CURRAN HATLEBERG

Elaine Stocki, Palomino

Elaine Stocki, Palomino

Even though it’s been years since I first saw her work, many of Elaine Stocki’s photographs have stuck with me and claimed importance in my mind. This is probably because they evoke such a unique intensity of mood and feeling. They are haunting, and they just don’t look like any other photographs I see. Palomino is no exception. It is a wild, swirling chaos of color and gesture that gives off a burning heat. It almost scares me. Somehow Stocki figured out how to summon the dream state, or enter into a hallucination where the normal rules of reality don’t apply. I have no idea how she does it. One of the many joys of this picture for me is surrendering to its mystifying trance, letting its force pull you in. 

Another part of the magic of Palomino – aside from the distinctive mood and feeling – is that it rejects easy interpretation. It’s impossible to pin down. It suggests clues as to what might be happening but reveals nothing. Even after studying the photograph for a long time there are no definitive answers. It’s a moment that is powerful precisely because of its lack of clarity. To me, it’s this open-ended quality that makes this image so amazing. Stocki invites the viewer to participate in their own creative interpretation and invention, allowing them to trust their imagination and let go. Palomino, like all my favorite artworks, is experienced more than understood. 

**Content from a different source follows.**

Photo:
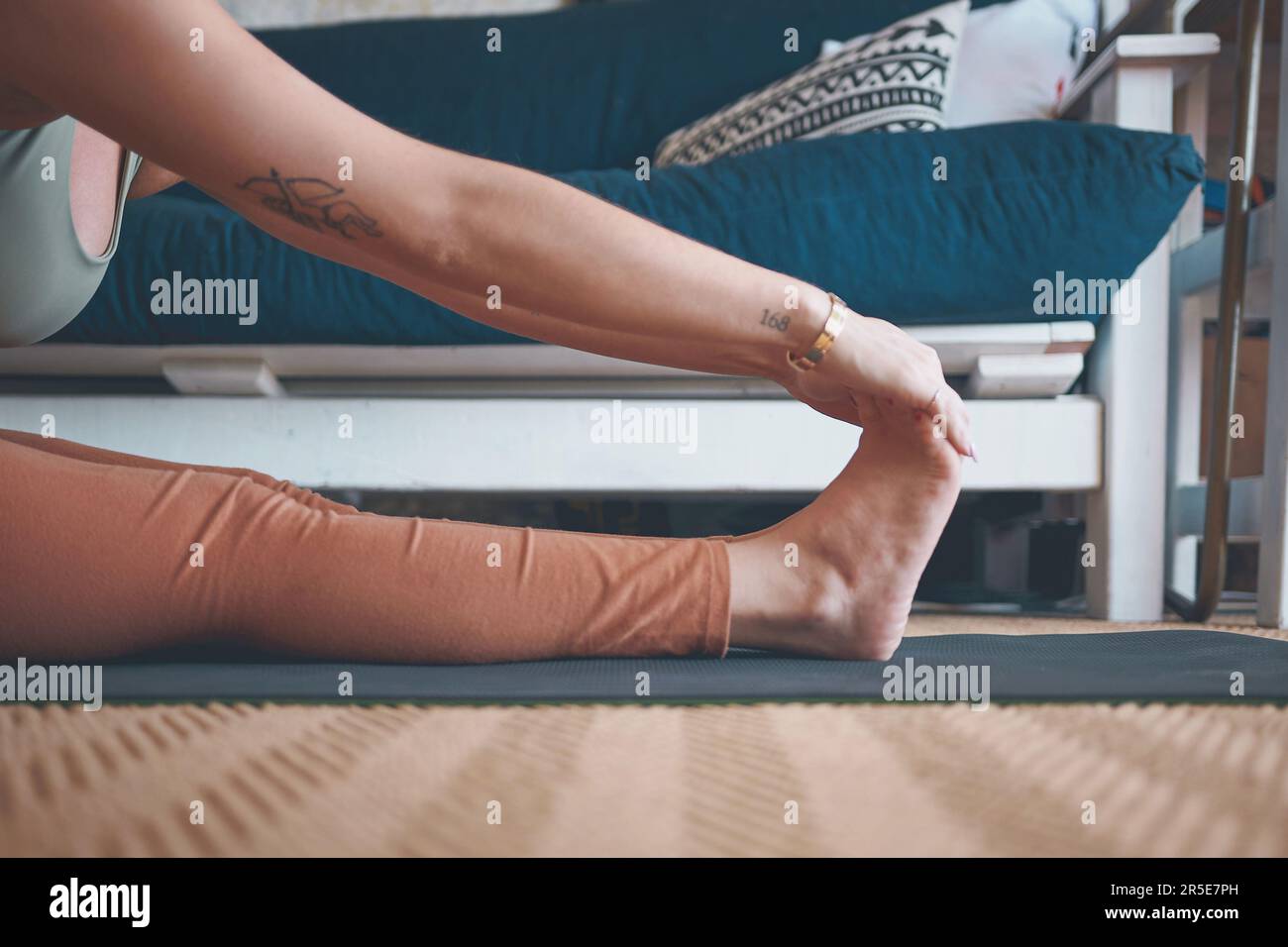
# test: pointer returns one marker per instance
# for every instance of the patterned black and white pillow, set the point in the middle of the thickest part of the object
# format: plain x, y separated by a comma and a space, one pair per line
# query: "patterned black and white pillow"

A while back I read something the poet Mark Strand said in an interview that I saved in my phone. I keep returning to it now and then. Looking at Palomino, it seems appropriate here: “…we live with mystery, but we don’t like the feeling. I think we should get used to it. We feel we have to know what things mean, to be on top of this and that. I don’t think it’s human, you know, to be that competent at life.”